12 September 2019
To heal a "divided Britain", we first need to know what's broken
KIRSTIE HEWLETT: Clarity is needed in the debate on polarisation
Concern about polarisation has grown since the EU referendum in 2016. As the results were announced, the political establishment were quick to assert that the outcome “revealed a divided Britain”, and have since continued to reiterate the need for politicians on all sides to come together to deliver “a Brexit … that brings the country back together, rather than entrenching division.”
This discussion of division has taken hold – and, in some cases, for good reason. We know that splits have formed along a variety of fault lines in the UK, be it by where we live, our age, level of education, or how we voted in the EU referendum. And in recent days, weeks and months, the fragmentation of our political system has become ever more evident.

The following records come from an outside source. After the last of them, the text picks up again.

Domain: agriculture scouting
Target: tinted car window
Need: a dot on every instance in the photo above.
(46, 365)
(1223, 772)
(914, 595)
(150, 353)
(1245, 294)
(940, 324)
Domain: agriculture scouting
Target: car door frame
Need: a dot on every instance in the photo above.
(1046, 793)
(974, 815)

But the extent to which the population is divided to the extremes suggested by headlines and political rhetoric is unclear. Part of the problem is that there is little clarity on what we mean by polarisation, which is implicit in the “Divided Britain” narrative – nor on how we measure it. Indeed, the challenge facing politicians and policymakers who aspire to “heal a divided Britain” is that there is actually little consensus over the specific nature and scale of the problem, let alone what could be done to solve it.

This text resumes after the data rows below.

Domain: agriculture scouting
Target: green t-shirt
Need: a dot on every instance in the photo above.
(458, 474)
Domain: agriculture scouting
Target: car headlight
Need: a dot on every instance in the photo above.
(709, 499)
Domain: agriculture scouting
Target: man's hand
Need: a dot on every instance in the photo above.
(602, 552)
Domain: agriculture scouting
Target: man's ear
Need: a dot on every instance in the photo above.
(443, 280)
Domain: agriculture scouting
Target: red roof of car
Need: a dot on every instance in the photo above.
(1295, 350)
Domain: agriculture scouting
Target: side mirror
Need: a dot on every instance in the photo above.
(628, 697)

Part of the challenge lies in the lack of conceptual clarity around what polarisation really means. Too often, terms such as “division” and “polarisation” are either used interchangeably or accepted as simple and universally understandable. But when you start trying to measure them, it becomes apparent that they’re actually complex and contested concepts.
There are signs that the UK has grown “affectively” polarised. The identity attachments formed around Brexit in particular appear to run far deeper than traditional party affiliation, taking on an almost tribal quality. “Leaver” and “Remainer” identities had already taken hold in the months following the referendum, with a dominant view of the opposition as “hypocritical”, “selfish” and “closed-minded”, and a growing reluctance to socialise across the dividing line. And even now, these identities still seem to be splitting families, causing break-ups and ending friendships.
But this is different to polarisation on issues, which assumes people make informed, rational choices, and hold political identities consistent with associated policy positions. Rather, theories of affective polarisation rest on the premise that much political behaviour is not rational or fair-minded. Affectively polarised groups can dislike each other intensely without showing substantial disagreement in their positions on salient issues, dividing themselves socially and disliking others on the basis of whether they identify with their own or an opposing side.
These more emotive, affective forms of polarisation are distinct from polarisation around issues. Yet even this requires more than a difference of opinion. Disagreement is part and parcel of an open and democratic society; polarisation implies something more – that the divides in our society are so great that they prevent us finding a way forward. The salience of issues is also key – how much people care about a given issue can influence how polarised the environment feels.
Coherence in these conceptualisations matters. As the idea of a divided Britain continues to take hold, we urgently need to come to a shared understanding of what we actually mean by polarisation, and whether such divisions are representative of the population at large or reflect the position of a much smaller, politically engaged group.
The EU referendum raised important questions for policymakers about divisions and inequalities in our society. Whether these differences are real or imagined, fixed or shifting, is of deep consequence.
Rather than focusing on such dichotomous groupings such as “Leave/Remain”, “Closed/Open” or “Somewhere/Anywhere”, which artificially reduce the population into competing camps, we need to do more to draw out the full spectrum of opinion, values and attitudes, to identify common ground for respectful discussion and debate, rather than continuing to give disproportionate weight to the opinions at the most extreme ends of the spectrum.
We urgently need to nuance how we think about and discuss division in the UK. As we argue in our report out today, we need to take more care in our use of polarisation and related concepts, as we may be mischaracterising the important changes we’re seeing in the UK.
It is difficult to avoid the conclusion that Britain is dividing, but not in the way that’s commonly described – not into two monolithic blocs around Brexit. It has been longer in the making than that, with more dimensions. Understanding this more fully to develop approaches that bring us together is vital, to avoid further embedding social conflict and political gridlock.
Dr Kirstie Hewlett is a Research Associate at the Policy Institute, King’s College London.